As we know, there was far worse to come. In November 2020, a story surfaced in Mazan, France, about a man who had drugged and assaulted his wife over the course of 10 years and who had arranged for scores of strangers to rape her while she lay unconscious. Throughout this time, his wife – who initially retained her anonymity – struggled with brain fog, blackouts and persistent gynaecological problems which were dismissed by doctors as a symptom of old age.
The cause became clear after her husband was arrested for taking pictures up women’s skirts in a local supermarket. Police called her to the station and told her about the hundreds of videos and photographs they found on his computer that showed her being raped – footage that would make investigators vomit.
When the case came to court in Avignon in 2024, Gisèle Pelicot waived her anonymity and requested an open hearing so the world could lay eyes on her attackers, of which 51 had been charged, including her now ex-husband Dominique. “Shame has to change sides,” she said. All were convicted and sent to prison.
Gisèle Pelicot leaves the courthouse in Nimes in October 2025 (Photo: Christophe Simon/AFP/ Getty Images)Now Pelicot, 73, has written a memoir with the help of the French journalist Judith Perrignon in which she recounts, in unsparing detail, the before, during and after of the case that shocked the world. As well as a powerful tapestry of Pelicot’s life, the book endeavours to answer some of the questions that would plague her, and others, following the case, the most insistent being: how could she not have known?
As well as digging into her own childhood, Pelicot tells of Dominique’s background as the son of a tyrannical father, Denys, who was abusive to his wife and children. After Denys’s wife died, he announced he was in a relationship with their 25-year-old daughter, whom the couple had fostered as a child. The court case also revealed how Dominique had been hospitalised in childhood after his brother threw a rock at his head.
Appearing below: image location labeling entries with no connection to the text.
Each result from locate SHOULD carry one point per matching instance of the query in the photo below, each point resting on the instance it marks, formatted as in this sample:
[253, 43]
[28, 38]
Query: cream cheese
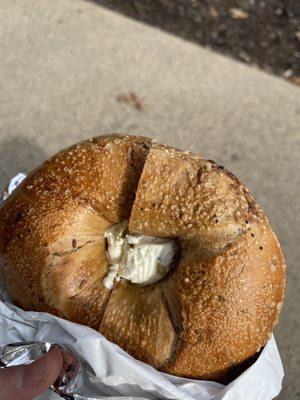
[139, 259]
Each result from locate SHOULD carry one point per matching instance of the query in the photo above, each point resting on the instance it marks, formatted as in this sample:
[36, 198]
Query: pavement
[67, 68]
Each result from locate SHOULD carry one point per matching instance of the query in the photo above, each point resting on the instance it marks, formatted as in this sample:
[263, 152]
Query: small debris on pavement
[132, 99]
[238, 13]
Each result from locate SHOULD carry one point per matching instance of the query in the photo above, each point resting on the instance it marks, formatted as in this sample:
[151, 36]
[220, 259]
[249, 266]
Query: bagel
[214, 307]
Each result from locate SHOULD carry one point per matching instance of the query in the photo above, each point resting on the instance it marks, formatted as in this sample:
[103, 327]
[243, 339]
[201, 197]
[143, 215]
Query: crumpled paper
[95, 368]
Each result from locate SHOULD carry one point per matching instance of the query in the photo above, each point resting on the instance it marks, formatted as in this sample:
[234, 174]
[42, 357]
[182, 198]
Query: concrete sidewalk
[64, 66]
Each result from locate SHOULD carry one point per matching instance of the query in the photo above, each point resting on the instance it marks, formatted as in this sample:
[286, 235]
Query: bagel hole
[139, 259]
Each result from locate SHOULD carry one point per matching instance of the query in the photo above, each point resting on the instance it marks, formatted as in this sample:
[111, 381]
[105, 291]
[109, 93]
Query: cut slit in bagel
[213, 311]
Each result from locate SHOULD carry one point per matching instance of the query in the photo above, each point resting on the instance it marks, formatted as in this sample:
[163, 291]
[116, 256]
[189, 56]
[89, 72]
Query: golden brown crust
[215, 309]
[137, 319]
[63, 208]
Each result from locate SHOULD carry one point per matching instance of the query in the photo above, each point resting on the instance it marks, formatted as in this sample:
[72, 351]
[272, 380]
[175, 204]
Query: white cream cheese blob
[137, 258]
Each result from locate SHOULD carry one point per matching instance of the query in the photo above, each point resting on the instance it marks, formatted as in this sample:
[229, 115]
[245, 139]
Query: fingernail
[30, 376]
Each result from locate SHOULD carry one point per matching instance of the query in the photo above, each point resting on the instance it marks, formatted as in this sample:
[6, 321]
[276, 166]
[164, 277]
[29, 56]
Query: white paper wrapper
[108, 372]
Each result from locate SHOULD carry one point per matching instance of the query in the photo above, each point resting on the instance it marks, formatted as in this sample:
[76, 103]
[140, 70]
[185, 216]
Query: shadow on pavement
[18, 154]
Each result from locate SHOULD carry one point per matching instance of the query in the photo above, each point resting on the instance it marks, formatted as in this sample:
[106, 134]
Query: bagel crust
[215, 309]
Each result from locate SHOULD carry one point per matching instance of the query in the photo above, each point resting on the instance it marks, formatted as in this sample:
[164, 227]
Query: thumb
[27, 382]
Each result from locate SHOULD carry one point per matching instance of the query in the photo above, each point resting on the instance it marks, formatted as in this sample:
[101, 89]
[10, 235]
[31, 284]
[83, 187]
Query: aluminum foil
[95, 368]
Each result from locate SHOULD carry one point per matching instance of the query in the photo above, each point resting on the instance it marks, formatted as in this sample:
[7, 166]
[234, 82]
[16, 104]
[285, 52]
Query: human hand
[27, 382]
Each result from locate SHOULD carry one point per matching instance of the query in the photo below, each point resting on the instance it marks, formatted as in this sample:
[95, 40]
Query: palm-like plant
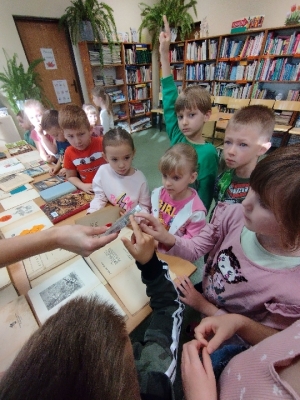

Overnight, he woke up choking on the penis of a predatory male nurse.
Pelicot shares these details not to make allowances for her ex-husband, whom she met when he was a shy teenage electrician, but to show how two damaged people came together both hoping to right the wrongs of their past. Until 2020, Pelicot believed they had been successful. Instead, unbeknown to her, she had become “the plaything of his barbaric fantasies.”
Pelicot’s book, at once courageous and grimly illuminating, is by no means the first to show what it is to survive the “cataclysm” that is sexual abuse. Last year, Virginia Giuffre’s posthumously published Nobody’s Girl shed chilling light on the real-life impact of the financier Jeffrey Epstein’s abuse of women and girls, and the powerful men in his orbit who participated or turned a blind eye. James Rhodes, Rose McGowan, Alan Davies, Chanel Miller and Jennette McCurdy have also written with bravery and candour about the horrors of their respective pasts.
Gisele Pelicot in Avignon in December 2024 (Photo: Christophe Simon/AFP via Getty Images)Nonetheless, Pelicot’s memoir exists in a strange subcategory of its own, being by a victim of industrial-scale rape who bears the scars yet has no memory of it. The book takes us meticulously through the aftermath of that trip to the police station in 2020: the disbelief, the desolation, the betrayal, the reframing of old memories tainted by Dominique’s violence and gaslighting. On arriving home from the station, Pelicot furiously cleaned the house for two hours and then called a friend who dropped everything and came over.
Pelicot also called her three adult children, blowing their worlds apart one by one. Collecting them from the train station later, she briefly thought of suicide but then dismissed it: “I would never give death a helping hand.”
The next day, the police came looking for the medication that Dominique – who was being held in custody – had secreted into his wife’s food and drink, finding blister packs of lorazepam in balled-up socks in his walking boots. They needed to find out, Pelicot notes, “what it takes to change a woman into a dead weight, her features melted into the pillow so she doesn’t even have a face anymore.”
Where Pelicot, exhausted by shock and insomnia, remained quiet and seemingly stoical in the days and weeks afterwards, her daughter Caroline – who has written her own memoir – screamed, shouted and was eventually hospitalised, spending a night in a psychiatric unit. “Did she let out the screams that I held in, allowing herself to collapse as I did not?” asks her mother.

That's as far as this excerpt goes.